Many of us accept the idea that information about ourselves is not something we have control over, and in most cases we have no idea where it goes when it’s out of our hands. Take the recent breach at [e-mail marketing firm] Epsilon, for example: how many consumers impacted by this had even heard of Epsilon before their breach disclosures started? Meanwhile, organizations that collect that information often don’t have as strong a sense of stewardship over it as they should. Also, breaches can be much more serious when they happen to companies that provide software-as-a-service. And we’re starting to see more of these [when] a vulnerability or weakness is disclosed or exposed in one common kind of platform or infrastructure, and then you may see a bunch of these incidents cascade. So what might have been one breach for a relatively small company turns into a breach that affects dozens of others, because those companies rely on it for outsourced data services. And we’re only going to be seeing a lot more of that, I believe.

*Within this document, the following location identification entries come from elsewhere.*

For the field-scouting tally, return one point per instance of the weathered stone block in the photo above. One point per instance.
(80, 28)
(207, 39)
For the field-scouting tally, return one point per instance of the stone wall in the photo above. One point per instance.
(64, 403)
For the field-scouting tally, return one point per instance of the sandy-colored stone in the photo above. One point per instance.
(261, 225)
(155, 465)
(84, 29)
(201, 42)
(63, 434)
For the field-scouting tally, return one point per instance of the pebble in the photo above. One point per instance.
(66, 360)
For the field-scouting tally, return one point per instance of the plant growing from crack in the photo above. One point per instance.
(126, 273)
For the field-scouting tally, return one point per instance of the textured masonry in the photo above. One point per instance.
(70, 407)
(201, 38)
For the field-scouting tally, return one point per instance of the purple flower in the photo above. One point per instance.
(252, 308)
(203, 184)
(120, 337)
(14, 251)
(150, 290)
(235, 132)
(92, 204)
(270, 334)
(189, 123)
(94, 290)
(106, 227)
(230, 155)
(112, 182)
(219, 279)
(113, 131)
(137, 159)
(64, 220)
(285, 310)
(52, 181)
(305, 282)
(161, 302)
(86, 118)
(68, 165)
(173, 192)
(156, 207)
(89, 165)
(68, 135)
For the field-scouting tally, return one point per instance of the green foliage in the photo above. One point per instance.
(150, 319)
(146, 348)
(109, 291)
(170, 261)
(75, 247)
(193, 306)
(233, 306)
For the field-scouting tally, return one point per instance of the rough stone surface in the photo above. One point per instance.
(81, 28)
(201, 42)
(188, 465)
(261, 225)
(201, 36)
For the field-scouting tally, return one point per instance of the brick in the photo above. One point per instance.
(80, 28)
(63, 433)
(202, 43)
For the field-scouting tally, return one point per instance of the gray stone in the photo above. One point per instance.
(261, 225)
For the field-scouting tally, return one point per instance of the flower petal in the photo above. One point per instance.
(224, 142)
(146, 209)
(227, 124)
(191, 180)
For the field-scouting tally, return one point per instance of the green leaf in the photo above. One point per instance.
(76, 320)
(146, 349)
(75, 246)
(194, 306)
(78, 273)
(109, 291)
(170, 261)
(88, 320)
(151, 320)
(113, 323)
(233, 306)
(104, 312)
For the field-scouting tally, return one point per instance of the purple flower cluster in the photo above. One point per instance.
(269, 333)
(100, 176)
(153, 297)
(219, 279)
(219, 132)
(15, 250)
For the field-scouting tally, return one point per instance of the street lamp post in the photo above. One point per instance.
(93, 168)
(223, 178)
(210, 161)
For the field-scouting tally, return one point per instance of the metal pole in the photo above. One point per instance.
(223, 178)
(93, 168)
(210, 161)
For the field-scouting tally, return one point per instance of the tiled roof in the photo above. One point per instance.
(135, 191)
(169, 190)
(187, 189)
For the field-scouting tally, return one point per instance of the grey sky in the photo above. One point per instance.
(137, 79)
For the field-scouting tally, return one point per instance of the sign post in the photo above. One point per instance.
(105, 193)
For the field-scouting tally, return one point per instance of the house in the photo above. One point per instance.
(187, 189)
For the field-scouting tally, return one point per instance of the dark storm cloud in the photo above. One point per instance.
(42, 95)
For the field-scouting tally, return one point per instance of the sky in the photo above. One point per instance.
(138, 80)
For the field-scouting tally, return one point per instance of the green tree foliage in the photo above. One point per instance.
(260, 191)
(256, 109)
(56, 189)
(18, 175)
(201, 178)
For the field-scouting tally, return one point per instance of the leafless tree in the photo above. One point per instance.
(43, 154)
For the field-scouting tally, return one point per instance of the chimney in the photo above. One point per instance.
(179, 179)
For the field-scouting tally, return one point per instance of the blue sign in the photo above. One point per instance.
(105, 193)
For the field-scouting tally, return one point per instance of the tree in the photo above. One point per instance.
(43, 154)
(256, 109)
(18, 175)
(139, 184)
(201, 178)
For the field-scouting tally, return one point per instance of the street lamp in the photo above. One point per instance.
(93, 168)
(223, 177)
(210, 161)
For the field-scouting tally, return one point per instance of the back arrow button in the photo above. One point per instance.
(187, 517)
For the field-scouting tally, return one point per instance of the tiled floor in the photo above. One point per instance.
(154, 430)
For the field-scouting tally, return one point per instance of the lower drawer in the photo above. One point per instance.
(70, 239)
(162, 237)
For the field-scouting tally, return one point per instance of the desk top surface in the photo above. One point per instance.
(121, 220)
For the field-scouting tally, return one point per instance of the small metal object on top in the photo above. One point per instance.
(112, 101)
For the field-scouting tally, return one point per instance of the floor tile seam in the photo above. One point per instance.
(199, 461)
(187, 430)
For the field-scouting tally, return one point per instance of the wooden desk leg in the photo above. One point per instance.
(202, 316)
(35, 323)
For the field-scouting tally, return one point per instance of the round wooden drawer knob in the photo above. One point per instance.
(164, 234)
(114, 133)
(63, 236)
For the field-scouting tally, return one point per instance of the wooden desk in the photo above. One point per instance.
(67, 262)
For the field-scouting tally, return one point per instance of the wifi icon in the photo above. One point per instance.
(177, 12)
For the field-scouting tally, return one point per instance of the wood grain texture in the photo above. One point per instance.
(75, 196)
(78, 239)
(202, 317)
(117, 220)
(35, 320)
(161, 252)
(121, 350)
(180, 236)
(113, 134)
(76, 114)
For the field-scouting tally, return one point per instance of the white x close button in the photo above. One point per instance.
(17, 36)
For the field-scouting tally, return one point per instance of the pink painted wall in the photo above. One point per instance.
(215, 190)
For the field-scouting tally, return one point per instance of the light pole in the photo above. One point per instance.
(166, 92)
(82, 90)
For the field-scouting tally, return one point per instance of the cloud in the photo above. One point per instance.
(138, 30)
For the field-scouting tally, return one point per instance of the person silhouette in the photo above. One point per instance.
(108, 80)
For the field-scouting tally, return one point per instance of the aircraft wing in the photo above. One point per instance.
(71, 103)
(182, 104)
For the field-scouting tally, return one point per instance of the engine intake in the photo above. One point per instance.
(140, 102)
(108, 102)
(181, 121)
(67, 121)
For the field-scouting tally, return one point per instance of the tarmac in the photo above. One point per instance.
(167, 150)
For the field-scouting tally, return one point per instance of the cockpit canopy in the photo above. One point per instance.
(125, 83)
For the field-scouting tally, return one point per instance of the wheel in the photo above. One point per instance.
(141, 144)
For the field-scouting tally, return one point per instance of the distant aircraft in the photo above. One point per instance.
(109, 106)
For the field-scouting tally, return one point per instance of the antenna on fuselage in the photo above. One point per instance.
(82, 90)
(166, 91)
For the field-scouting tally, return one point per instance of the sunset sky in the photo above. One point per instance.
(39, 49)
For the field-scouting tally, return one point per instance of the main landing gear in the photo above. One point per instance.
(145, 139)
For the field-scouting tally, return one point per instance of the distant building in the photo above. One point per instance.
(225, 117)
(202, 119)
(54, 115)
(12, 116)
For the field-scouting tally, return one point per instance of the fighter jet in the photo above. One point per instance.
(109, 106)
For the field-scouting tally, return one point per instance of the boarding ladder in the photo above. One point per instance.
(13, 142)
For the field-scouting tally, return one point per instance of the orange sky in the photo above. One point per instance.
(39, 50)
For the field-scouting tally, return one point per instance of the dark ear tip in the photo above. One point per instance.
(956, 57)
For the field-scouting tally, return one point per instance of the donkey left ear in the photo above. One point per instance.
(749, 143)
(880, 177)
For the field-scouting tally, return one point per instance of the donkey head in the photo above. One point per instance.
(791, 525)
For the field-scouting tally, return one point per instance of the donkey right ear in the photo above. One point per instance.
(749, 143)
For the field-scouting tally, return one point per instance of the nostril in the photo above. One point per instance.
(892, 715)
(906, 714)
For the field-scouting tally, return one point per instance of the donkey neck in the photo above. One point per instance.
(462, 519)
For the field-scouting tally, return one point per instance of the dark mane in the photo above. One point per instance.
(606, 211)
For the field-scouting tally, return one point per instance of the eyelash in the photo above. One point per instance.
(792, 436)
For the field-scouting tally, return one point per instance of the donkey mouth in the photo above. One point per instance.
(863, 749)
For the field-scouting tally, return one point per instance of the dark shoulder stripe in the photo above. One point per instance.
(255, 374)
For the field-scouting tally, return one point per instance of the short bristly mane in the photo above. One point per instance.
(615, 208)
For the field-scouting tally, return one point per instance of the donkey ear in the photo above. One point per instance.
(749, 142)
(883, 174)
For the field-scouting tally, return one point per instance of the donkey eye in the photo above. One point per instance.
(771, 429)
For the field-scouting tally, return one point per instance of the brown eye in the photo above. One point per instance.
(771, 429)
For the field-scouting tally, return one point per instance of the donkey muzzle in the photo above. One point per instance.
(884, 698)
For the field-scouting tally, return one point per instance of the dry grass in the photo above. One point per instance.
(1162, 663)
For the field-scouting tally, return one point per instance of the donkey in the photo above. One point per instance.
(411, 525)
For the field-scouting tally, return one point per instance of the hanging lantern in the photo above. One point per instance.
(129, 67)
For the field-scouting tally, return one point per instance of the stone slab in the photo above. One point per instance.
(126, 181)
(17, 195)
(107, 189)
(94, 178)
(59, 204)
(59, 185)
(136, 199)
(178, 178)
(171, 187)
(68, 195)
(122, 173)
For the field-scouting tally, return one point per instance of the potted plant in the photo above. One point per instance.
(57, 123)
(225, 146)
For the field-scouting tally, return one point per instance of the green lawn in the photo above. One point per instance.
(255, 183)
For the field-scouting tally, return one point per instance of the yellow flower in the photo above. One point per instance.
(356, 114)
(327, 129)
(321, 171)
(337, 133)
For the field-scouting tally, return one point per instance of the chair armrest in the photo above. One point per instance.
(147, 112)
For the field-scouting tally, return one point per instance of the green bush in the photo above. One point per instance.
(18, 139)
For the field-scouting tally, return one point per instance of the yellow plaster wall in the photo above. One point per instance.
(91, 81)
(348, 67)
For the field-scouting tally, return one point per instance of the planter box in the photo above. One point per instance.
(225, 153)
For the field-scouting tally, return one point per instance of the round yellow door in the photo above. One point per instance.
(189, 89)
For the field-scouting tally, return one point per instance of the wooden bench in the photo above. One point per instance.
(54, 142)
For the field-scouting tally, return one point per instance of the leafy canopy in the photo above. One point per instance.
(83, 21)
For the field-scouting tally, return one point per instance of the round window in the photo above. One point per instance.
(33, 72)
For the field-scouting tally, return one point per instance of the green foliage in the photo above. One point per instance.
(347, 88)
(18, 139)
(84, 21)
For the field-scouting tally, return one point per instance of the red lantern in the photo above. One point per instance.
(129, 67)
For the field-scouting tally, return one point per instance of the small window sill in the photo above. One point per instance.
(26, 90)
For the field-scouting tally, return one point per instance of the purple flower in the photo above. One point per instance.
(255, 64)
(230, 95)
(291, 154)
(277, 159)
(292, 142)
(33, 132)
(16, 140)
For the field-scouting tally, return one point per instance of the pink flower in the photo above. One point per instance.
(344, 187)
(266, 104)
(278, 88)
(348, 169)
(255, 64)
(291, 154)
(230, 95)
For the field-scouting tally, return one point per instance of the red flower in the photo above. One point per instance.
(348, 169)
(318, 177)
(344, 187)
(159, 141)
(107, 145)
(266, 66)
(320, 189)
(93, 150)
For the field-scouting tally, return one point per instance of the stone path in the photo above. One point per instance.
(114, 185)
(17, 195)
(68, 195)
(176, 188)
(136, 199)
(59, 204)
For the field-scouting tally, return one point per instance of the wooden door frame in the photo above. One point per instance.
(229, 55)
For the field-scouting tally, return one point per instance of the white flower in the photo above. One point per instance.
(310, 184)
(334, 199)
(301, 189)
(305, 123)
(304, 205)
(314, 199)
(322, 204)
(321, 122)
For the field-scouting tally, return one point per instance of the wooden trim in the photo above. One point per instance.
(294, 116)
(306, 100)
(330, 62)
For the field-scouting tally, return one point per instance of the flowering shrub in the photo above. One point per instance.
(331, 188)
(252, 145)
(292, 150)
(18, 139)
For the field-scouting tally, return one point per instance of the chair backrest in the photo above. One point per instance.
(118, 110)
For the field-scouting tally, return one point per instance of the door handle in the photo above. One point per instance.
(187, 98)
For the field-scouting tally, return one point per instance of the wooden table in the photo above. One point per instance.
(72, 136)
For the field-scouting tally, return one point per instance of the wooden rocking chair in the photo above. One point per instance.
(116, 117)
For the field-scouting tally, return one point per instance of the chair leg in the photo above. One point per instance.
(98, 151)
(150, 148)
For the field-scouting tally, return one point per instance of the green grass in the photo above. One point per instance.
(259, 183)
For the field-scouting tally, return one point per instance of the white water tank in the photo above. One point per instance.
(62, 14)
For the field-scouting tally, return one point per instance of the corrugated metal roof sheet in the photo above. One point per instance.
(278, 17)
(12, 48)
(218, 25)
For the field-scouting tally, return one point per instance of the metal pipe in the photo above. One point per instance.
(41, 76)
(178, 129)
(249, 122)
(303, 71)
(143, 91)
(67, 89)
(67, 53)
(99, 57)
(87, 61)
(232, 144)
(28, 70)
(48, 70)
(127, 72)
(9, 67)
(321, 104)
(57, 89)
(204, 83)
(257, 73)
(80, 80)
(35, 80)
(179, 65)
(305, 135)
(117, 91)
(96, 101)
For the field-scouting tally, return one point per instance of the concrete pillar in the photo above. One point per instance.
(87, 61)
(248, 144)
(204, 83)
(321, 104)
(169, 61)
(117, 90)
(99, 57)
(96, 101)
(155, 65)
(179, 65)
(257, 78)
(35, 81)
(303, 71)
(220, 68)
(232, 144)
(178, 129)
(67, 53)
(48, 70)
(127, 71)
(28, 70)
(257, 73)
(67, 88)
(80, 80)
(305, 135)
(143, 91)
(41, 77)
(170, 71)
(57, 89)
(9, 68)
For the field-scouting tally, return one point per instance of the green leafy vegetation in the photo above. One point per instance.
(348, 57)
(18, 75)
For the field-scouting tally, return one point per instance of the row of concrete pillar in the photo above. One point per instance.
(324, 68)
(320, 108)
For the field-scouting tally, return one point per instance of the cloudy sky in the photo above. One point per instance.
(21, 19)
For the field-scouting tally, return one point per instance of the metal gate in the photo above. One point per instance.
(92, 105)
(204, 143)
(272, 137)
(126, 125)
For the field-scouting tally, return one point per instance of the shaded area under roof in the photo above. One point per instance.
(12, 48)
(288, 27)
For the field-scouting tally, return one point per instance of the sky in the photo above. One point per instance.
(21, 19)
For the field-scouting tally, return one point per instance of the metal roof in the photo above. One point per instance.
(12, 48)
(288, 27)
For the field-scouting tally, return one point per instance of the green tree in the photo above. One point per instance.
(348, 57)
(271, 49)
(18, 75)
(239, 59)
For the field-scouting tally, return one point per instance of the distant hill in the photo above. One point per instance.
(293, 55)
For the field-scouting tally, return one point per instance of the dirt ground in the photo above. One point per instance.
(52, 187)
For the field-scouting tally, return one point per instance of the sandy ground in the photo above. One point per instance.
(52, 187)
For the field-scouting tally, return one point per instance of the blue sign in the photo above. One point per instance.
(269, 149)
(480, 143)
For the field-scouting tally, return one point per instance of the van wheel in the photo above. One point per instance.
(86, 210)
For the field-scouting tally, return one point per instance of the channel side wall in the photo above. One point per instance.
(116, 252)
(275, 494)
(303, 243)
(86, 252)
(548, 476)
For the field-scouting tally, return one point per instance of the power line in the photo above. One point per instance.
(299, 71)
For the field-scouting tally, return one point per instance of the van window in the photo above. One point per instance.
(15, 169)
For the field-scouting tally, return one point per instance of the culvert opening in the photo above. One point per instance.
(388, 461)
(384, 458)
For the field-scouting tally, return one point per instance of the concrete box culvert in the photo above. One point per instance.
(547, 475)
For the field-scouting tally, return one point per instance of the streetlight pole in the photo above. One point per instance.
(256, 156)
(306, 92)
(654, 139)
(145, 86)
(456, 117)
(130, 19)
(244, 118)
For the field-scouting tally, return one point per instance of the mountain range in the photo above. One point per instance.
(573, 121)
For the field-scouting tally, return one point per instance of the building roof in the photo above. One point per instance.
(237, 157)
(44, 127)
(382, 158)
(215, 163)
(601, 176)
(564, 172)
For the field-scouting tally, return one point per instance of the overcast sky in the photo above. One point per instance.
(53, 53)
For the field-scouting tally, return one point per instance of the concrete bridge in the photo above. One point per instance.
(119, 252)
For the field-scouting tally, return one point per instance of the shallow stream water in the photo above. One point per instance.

You’ve touched on a sore spot—the often fuzzy IT buzzword of “cloud computing.” Do you think organizational appetites for outsourcing their data to third parties will weaken anytime soon because of security concerns?
I think in the next three to five years—if tech development keeps going the way it has been, for various cost and policy reasons a lot of companies will realize that cloud computing doesn’t give them the advantages they were counting on and will move things back into a data center or private cloud.
Thirty to 40 years ago, back when we had these massive data centers that were under control of centralized management because it was a huge investment in infrastructure, generally the data was under [tight corporate control]. Then we started moving out to distributed media and desktop PCs in most organizations, and I think the ’90s were about the low point in terms of centralized business control over computer systems. Now we’re getting back to the point where companies are realizing—especially with big shared databases—the importance of having more control over their data.